Professor Lock Kai Sang speaking at the SIEW 2023 Thinktank Roundtable. (SIT Photo)

In moving towards the net zero vision, Prof Lock highlighted that building owners must set clear targets as there are several perspectives they can take. Do they want to achieve net zero in their buildings’ day-to-day operations, or entire lifecycle which includes embodied carbon during the construction phase and end-of-life demolition and disposal? Determining this can help them to chart the way forward. 

“There are opportunities in reducing energy consumption, both in existing and emerging technologies,” said Prof Lock. One such solution that can deliver significant energy savings and reduce carbon emissions is the Smart Damper for HVAC (heating, ventilation and air conditioning) systems. It allows facility managers to create micro zones within a building and isolate the zones where air conditioning is not required after certain hours.  

Another solution is peak shaving, where electrical power demand is reduced when the network capacity is stressed. This save building owners the need to invest in network expansions to support their peak demand. At a large scale, this reduces the need for new power plants in Singapore. SIT’s upcoming Punggol campus will be a test-bed for peak shaving technology, among other clean energy ideas such as the vehicle-to-grid technology.  

Using innovative “green materials” during construction can also reduce a building’s lifetime carbon emissions. Prof Lock noted that SIT has several industry collaborations with construction companies to develop ultra-low carbon concrete, steel made using 100% scrap metal, and pre-engineered steel concrete composite structures, which have reduced greenhouse gas emissions by 40%.  

To support the adoption of these solutions, Prof Lock noted that Singapore must have the right policies to drive behavioural change and technology shifts within the building sector.

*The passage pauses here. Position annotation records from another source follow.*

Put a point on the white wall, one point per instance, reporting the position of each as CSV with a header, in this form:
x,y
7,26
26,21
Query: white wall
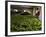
x,y
2,19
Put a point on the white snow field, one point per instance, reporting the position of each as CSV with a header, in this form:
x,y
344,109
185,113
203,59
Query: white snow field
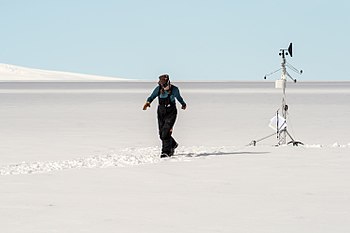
x,y
84,157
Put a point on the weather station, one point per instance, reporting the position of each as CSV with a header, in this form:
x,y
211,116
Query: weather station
x,y
279,122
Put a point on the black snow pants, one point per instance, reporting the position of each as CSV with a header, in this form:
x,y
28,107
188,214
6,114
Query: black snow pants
x,y
166,121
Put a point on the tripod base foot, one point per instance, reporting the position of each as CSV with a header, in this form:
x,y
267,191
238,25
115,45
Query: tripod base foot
x,y
295,143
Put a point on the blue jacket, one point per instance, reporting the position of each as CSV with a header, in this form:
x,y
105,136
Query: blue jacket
x,y
175,93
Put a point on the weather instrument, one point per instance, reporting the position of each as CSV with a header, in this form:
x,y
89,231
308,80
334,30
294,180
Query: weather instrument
x,y
279,121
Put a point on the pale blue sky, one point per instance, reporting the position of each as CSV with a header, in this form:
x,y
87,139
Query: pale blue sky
x,y
190,40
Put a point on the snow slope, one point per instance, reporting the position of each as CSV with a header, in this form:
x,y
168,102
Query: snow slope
x,y
18,73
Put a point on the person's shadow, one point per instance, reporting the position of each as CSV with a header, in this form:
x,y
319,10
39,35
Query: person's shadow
x,y
203,154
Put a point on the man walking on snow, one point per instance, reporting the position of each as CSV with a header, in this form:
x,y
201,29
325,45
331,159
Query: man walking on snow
x,y
166,112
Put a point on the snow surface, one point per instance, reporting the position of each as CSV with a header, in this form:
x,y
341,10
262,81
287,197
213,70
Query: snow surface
x,y
17,73
84,157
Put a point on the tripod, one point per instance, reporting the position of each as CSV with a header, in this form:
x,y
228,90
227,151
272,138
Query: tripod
x,y
281,121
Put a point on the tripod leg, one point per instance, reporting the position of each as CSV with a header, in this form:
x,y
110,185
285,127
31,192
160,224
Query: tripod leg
x,y
295,143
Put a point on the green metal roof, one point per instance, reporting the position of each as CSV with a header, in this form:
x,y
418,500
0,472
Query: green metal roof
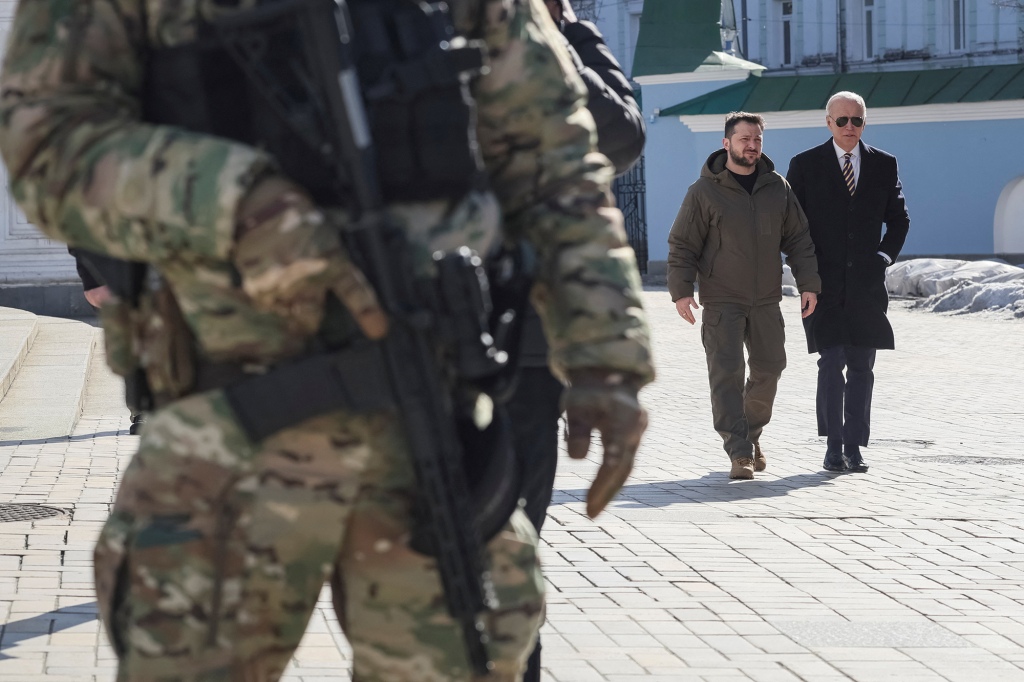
x,y
894,88
676,36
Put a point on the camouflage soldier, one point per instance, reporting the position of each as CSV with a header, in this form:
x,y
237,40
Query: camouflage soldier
x,y
212,560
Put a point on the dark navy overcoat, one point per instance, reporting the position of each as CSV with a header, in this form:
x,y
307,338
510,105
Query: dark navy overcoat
x,y
848,236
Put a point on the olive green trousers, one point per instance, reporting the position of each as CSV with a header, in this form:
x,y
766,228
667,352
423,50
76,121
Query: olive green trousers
x,y
740,409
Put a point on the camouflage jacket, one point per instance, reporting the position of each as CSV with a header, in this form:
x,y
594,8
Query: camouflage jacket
x,y
88,171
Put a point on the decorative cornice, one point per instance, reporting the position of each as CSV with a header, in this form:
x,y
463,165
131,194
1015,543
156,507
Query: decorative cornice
x,y
694,77
981,111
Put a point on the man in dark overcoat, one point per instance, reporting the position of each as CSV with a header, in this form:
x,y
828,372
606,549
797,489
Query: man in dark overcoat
x,y
848,189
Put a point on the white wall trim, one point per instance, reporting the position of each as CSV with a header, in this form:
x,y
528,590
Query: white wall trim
x,y
694,77
984,111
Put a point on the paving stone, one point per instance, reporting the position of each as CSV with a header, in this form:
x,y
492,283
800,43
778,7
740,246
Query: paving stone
x,y
912,571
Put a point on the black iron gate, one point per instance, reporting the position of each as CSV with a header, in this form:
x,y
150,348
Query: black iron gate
x,y
631,197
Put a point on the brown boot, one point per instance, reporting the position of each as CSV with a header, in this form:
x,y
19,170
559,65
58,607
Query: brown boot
x,y
742,468
760,463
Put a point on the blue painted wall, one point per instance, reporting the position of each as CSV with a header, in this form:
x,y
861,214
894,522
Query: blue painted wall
x,y
952,174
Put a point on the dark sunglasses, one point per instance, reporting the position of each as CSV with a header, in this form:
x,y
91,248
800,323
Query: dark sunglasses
x,y
843,120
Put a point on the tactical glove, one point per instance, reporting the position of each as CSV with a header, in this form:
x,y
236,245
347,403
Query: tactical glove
x,y
289,256
606,400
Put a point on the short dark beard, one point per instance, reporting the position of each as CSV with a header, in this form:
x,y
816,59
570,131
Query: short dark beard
x,y
741,160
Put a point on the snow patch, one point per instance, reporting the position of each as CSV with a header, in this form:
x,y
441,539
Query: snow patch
x,y
960,287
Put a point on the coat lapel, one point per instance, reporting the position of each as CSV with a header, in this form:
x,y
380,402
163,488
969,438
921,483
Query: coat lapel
x,y
833,170
867,159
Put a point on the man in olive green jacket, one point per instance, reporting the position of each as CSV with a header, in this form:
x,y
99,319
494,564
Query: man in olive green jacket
x,y
735,220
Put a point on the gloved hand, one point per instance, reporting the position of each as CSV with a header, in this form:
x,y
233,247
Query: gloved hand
x,y
606,400
289,257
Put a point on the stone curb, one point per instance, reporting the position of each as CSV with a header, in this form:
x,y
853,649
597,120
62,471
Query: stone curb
x,y
19,331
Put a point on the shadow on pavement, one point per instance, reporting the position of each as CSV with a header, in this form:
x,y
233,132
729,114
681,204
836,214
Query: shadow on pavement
x,y
710,487
15,632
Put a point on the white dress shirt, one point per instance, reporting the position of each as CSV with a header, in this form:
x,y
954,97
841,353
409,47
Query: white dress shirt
x,y
855,162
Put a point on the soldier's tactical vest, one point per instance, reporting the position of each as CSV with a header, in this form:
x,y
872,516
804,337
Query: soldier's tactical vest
x,y
245,78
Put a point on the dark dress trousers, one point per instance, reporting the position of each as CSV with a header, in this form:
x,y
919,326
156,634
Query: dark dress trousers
x,y
849,322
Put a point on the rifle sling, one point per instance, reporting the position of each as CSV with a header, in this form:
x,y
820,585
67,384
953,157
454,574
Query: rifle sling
x,y
353,379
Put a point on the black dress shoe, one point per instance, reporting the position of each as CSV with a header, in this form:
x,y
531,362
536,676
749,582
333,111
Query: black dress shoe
x,y
834,461
136,424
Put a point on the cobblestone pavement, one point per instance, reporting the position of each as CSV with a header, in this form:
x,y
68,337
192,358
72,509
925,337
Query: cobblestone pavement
x,y
912,571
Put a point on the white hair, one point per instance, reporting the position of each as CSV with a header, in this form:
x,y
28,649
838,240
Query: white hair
x,y
849,96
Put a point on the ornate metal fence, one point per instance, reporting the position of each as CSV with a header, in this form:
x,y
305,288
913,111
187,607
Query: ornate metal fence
x,y
631,197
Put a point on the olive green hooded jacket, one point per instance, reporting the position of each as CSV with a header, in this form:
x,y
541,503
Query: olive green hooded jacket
x,y
729,241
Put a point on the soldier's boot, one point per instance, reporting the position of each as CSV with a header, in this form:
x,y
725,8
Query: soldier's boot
x,y
760,461
742,468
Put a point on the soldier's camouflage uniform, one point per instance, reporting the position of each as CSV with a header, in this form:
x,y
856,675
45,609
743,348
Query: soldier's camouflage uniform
x,y
212,560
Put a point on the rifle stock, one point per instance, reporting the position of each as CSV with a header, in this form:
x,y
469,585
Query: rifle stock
x,y
426,401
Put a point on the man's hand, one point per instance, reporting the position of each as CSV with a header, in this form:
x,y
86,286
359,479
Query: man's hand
x,y
808,301
683,306
605,400
96,297
289,257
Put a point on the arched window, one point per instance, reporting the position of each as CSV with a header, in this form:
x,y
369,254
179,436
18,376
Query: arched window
x,y
1008,229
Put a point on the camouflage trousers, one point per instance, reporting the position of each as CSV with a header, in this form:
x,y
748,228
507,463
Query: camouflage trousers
x,y
212,560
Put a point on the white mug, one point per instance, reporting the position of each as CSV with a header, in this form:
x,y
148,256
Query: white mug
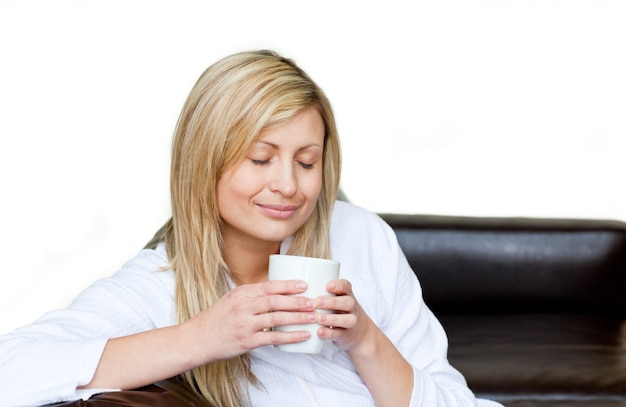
x,y
316,273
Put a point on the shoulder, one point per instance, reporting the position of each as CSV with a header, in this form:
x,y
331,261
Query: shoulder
x,y
355,229
350,218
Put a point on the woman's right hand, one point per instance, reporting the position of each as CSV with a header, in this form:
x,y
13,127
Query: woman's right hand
x,y
241,320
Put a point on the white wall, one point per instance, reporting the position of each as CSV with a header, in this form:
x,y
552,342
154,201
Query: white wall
x,y
470,107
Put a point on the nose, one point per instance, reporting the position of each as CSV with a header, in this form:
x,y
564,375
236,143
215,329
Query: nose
x,y
284,180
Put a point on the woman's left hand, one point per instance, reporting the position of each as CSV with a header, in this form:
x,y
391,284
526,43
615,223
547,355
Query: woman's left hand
x,y
349,324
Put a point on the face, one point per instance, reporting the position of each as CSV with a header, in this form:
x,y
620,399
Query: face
x,y
274,190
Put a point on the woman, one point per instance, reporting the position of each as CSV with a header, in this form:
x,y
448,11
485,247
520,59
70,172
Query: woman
x,y
255,171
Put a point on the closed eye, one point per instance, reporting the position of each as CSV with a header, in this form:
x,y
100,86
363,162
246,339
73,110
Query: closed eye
x,y
305,165
260,162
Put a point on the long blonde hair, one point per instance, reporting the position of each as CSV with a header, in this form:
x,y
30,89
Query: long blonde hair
x,y
230,104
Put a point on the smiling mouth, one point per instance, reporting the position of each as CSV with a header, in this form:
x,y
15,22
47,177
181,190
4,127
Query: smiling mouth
x,y
278,211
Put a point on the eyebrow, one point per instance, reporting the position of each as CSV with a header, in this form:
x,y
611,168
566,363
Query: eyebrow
x,y
275,146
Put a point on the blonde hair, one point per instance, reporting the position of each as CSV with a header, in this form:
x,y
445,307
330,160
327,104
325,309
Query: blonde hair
x,y
230,104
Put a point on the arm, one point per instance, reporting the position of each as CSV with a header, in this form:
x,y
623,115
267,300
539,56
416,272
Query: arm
x,y
230,327
389,316
372,353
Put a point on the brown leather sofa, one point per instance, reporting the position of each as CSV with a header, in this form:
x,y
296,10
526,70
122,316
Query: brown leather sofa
x,y
535,309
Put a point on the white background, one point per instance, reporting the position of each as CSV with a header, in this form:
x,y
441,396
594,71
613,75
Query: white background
x,y
462,107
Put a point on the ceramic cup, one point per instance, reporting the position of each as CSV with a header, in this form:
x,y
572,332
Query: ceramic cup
x,y
317,273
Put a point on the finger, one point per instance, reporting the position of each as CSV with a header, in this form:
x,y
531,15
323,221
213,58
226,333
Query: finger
x,y
274,337
280,318
339,287
343,303
287,287
337,321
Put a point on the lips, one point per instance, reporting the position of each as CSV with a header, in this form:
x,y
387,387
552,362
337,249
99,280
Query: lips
x,y
278,211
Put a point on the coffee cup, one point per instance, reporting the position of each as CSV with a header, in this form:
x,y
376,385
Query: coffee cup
x,y
316,273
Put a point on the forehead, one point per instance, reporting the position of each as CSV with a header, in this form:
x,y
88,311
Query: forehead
x,y
306,125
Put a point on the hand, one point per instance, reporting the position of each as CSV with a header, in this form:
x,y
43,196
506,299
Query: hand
x,y
349,324
240,320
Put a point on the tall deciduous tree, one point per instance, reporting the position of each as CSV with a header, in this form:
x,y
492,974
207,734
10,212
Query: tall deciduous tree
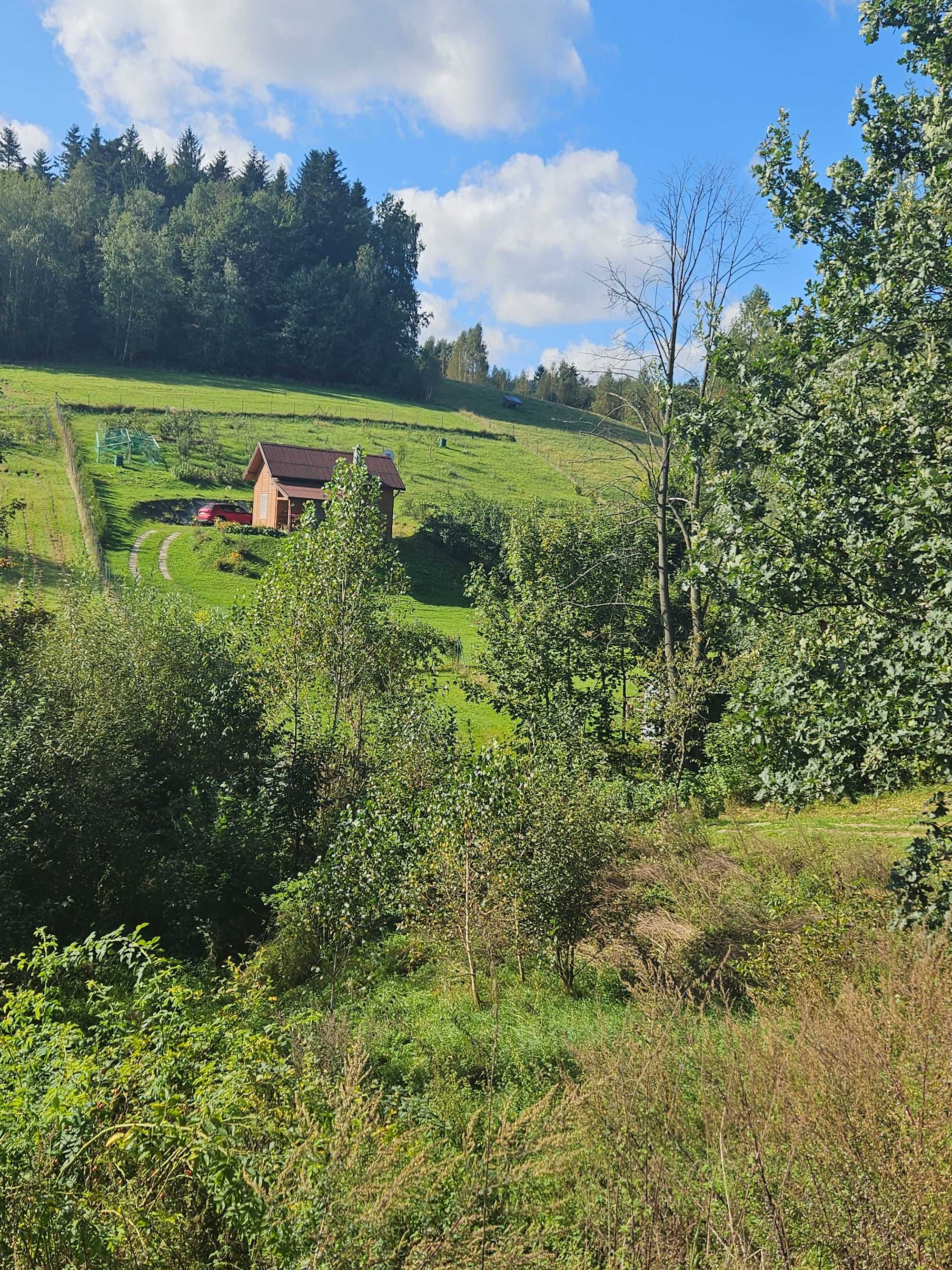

Another opportunity lies in equipping competent and committed people with “green skills” in designing and retrofitting buildings with sustainable infrastructure.  

The Sum of Multiple Net Zero Ideas 

SIEW Panel Discussion

On the panel: (From left to right) Assistant Professor Elsa Feng, SIT; Professor Lock Kai Sang, Head, EETC, SIT; Mr Francesco Muggeri, Vice President of Power Discrete and Analog Products (APeC & China), STMicroelectronics; Ms Irene Yong, Director (Building Services), Beca; Mr Wang Zhenglin, Senior Manager (Energy-as-a-Service), Keppel Infrastructure. (SIT Photo) 

While developing a pipeline of engineering talent in industrial energy efficiency is one area that SIT is already doing, Prof Lock mentioned during the panel discussion, facilitated by SIT Assistant Professor Elsa Feng, that embarking on applied research projects with the industry is another area in which academia can contribute to.  

As an institute of higher learning, SIT can collaborate with the industry and be a testbed and living lab to demonstrate research outcomes of new energy-efficient and clean energy technologies. Without any proof of concept, the industry would understandably be hesitant to buy and use emerging green technologies.  

Fellow panellist Ms Irene Yong, Director (Building Services) of engineering consultancy firm Beca affirmed this, sharing that their clients often ask about track records before investing in emerging technologies. Industry partnerships with IHLs in testing out new technology, supported by financial incentives from the government, can help the building sector transition towards the net zero movement.  

Another panellist Mr Francesco Muggeri, Vice President of Power Discrete and Analog Products (APeC & China) from STMicroelectronics, mentioned the need to put client and consumer pressure on companies to go green. By choosing to only work with companies that are net zero, our society can start a chain reaction to push more companies to decarbonise.  

The final panellist, Mr Wang Zhenglin, Senior Manager (Energy-as-a-Service) from Keppel Infrastructure, highlighted that there are more off-site decarbonising solutions coming to the market. For instance, Keppel has conditional approval from the Energy Market Authority to import up to 1.3 gigawatts of renewable energy from overseas. Keppel and other market players are also looking to bring in hydrogen power, ammonia power and other forms of low-carbon electricity in the long term. This would give local building owners more options, in addition to the existing solutions of renewable energy certificates (RECs) and offsets. 

To wrap up the fruitful roundtable discussion, Prof Lock reminded the audience: “In Singapore, we are limited with our land space. One square foot is easily $2,000. Instead of looking for valuable space in our buildings to install solar panels, we must find other solutions that are more suitable for our local context. Let’s collaborate, work together and move forward.”